Definitely the best of the Next Generation movies, although the Borg Queen also rubbed me the wrong way for much the reason it did you.


Actually the Borg changed their style in this movie. And I dont mean the (much better) makeup:
When the Borg showed up in the series they didnt care for the humans, they stole theb technology. In the first Borg episodes, they dismantled the enterprise.
Im not sure if the focus to the assimilating is a good thing or a bad.
But I did like this movie.

Bob Byrne

James Cromwell was a treat in this.

BTW – he was SUPERB in LA Confidential.

Joe H.

EVERYTHING was superb in LA Confidential, but James Cromwell was near the top of the scale of superbity.

(I also hadn’t — well, haven’t — seen the movie Babe, so I didn’t have to do a major adjustment to accept the loveable farmer as the … not so loveable police officer.)

John ONeill

I HAD seen Babe — and recently — when I sat down in a theater t watch LA Confidential. And that scene with Cromwell and Kevin Spacey left my jaw on the floor.

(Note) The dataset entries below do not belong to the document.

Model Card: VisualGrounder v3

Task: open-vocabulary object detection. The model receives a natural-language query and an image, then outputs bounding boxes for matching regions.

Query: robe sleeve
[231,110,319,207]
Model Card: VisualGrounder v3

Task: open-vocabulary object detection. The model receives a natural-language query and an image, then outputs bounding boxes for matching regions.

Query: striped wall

As for the Borg Queen… I found I quite liked her. I agree with William’s assessment that the Borg are the most effective of all Star Trek villains, but their biggest narrative flaw is that there are no memorable Borg. They’re all interchangeable. The Borg Queen gave us a focus for all that fear and hatred, and Alice Krige did a knockout job in the role. Yeah, having a queen was paradoxical for a collective, but it helped make the Borg a little more mysterious and inscrutable — and all of a sudden, less predictable — and I found I liked that too.

Aonghus Fallon

I liked the queen and the whole Q&A between her and Data was the soul of the film for me – besides, isn’t every hive supposed to have a queen?